Social unrest is certainly on the agenda.  Mobile devices are everywhere and those that hold them are always on the ready to trivialize experience and plummet into the unforgiving depths of their own collective ignorance.  Ignorance is dangerous, for unfinished thoughts devoid of either truth or content can yield enormous destructive power - evidence blind racism and crazed jingoistic patriotism that relies on the blind indifference of reckless violence.  Needless suffering abounds and there are forces present that exacerbate that which should be healed.

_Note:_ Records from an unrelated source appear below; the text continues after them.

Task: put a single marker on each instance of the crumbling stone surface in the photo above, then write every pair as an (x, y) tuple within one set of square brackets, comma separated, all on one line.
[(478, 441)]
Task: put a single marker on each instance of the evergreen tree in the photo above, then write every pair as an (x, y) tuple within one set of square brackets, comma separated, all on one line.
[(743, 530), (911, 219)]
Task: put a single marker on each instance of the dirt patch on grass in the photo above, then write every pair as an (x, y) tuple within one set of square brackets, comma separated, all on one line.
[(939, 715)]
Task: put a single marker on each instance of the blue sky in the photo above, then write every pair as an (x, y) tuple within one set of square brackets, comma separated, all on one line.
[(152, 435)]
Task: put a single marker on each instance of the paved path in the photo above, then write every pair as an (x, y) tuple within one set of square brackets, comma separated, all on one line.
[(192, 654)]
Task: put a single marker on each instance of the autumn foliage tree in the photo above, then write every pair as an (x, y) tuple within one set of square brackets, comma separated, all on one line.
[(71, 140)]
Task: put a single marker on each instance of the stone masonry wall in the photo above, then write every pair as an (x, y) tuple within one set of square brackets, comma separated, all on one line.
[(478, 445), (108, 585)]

What is clear and what is unmistakable is that the system is thoroughly broken.  The commons is being dismantled.  The social contract that each of assumes to be in place; that each of expects to be in place, is dissolving.  The reasonable expectation that society can and should embrace all of its members, especially those with the greatest need seems to be no longer viable.

There are many battlegrounds present - the haves versus the have-nots, the left versus the right, the educated versus the unschooled, north versus south, urban versus rural, color versus color, business versus labor and on and on.  The guns are locked and loaded.  Emotions have become fully engaged and there is little room left for reason.  Herein resides the great and boundless frailty of humanity and human institutions.

Are we destined once again to go around the same endless wheel of violence and retribution - returning hurt with hurt and injury with injury?   It is a tiresome and dangerous legacy we seem so willing to embrace.

I don't have any meaningful answer to this question.  The reality that the culture is collectively moving through is dangerous and, in many ways, perverse.  It leaves me deeply anxious.